Thursday, November 12, 2009

A FOUNDATION-LESS CLASSROOM

Like most of us, I was trained to conduct each class on a firm foundation – a rock-hard lesson plan with specific goals and objectives -- but over the years I have gradually come to realize that, in fact, there’s never any solid foundation under my teaching, no matter how much I may pretend otherwise. Of course, in the small picture, the one that shows me in my little classroom with my handful of students, it does seem possible to construct a sure foundation, an unshakable base that will make it possible to reach specific and detailed goals.

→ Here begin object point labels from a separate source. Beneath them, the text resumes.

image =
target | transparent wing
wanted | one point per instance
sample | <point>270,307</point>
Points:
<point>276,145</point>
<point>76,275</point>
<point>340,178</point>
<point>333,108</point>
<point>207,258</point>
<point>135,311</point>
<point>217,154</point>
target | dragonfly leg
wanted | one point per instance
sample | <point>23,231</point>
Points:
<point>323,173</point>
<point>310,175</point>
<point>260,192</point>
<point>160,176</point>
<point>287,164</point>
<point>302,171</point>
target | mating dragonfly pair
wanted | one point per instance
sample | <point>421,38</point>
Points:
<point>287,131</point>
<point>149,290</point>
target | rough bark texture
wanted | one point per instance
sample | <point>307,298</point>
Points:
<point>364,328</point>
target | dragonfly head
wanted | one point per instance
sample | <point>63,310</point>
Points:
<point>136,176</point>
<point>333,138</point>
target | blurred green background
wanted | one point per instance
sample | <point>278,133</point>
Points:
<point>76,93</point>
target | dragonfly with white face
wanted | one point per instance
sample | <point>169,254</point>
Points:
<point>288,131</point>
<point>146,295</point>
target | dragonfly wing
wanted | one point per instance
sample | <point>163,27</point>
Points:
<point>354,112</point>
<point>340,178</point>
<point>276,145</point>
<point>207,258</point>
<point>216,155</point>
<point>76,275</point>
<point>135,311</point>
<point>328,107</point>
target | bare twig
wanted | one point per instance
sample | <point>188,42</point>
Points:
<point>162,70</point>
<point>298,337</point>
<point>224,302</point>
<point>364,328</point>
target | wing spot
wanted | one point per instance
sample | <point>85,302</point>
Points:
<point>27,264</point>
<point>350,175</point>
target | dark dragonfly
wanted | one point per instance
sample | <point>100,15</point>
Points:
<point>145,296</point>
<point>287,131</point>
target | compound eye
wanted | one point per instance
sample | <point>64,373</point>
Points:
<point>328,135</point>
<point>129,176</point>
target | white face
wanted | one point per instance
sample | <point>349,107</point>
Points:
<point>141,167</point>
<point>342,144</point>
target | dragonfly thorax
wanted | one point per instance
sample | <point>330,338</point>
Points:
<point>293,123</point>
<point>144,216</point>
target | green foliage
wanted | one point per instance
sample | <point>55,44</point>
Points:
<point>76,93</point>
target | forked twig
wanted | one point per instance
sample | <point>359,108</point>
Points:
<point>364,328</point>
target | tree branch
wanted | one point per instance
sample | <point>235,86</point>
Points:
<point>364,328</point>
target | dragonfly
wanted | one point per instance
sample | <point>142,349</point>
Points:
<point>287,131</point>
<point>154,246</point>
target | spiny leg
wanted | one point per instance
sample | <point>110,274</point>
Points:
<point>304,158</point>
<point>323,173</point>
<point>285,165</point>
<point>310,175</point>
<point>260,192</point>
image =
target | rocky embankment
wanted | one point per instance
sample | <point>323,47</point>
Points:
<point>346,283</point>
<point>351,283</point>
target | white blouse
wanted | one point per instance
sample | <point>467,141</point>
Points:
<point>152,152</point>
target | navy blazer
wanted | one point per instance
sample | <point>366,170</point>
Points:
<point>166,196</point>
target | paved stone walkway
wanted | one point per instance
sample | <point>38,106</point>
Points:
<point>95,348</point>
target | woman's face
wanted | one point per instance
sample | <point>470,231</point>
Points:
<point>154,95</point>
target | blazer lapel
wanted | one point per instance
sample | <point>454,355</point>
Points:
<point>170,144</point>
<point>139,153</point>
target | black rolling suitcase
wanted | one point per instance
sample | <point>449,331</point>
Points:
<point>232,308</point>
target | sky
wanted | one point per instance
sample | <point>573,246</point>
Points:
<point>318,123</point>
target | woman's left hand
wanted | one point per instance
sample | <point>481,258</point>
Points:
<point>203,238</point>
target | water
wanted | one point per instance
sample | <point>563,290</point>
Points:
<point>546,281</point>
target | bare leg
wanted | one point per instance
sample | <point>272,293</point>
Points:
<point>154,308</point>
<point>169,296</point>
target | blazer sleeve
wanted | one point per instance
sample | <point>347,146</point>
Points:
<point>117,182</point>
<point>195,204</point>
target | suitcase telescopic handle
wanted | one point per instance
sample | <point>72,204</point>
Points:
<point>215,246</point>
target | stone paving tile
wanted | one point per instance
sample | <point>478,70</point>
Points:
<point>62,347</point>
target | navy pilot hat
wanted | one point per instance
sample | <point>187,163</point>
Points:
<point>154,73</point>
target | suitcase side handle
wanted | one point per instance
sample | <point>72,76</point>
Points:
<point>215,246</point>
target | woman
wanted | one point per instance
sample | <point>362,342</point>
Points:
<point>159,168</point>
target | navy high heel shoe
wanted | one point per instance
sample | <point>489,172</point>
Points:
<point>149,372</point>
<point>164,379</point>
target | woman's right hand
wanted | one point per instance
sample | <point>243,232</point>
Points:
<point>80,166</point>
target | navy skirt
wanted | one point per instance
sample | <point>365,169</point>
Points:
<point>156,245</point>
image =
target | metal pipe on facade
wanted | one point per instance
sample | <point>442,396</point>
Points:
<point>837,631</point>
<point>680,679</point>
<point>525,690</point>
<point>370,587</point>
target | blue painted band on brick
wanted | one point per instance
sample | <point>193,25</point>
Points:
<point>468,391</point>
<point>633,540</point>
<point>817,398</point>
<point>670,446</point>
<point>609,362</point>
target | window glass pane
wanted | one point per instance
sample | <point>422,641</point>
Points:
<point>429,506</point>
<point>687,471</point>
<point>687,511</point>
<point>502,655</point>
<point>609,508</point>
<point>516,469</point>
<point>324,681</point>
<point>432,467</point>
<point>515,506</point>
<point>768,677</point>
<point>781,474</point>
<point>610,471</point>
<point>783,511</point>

If, in this small picture, I think of myself as an engineer and my students as malleable materials that can be manipulated to reach certain ends, then yes, I should be able, with my engineering mind, to set up a foundation for each class that will make these manipulations possible. If architects can construct enormous buildings by laying down sure underpinnings, then I should be able to build a successful lesson each day with the same approach. There’s one hitch, however: teaching is all about a much bigger picture, one that involves human beings, and human beings are not buildings. My young students are more like cyclones or skies or shoreless seas than buildings. Thinking I can lay a dependable foundation for a class with living, breathing teenagers is like thinking I can capture a cyclone or organize the sky or measure the sea. It’s a foolish kind of confidence. Yes, I continue to design careful lesson plans, but it’s like the sailor who sets out to cross the Atlantic solo in his meticulously designed boat: He really has no idea what will happen. I pretend that I know what’s going to occur in each class, and why and when, but the truth is that I’m setting out to fly in a shaky single engine plane, with breath held and fingers crossed. The lessons I painstakingly plan are like carefully fashioned good luck charms, and no more. Once class starts, all bets are off, the anchors are up, the winds are rising, and who knows where this spacious universe of learning will take us.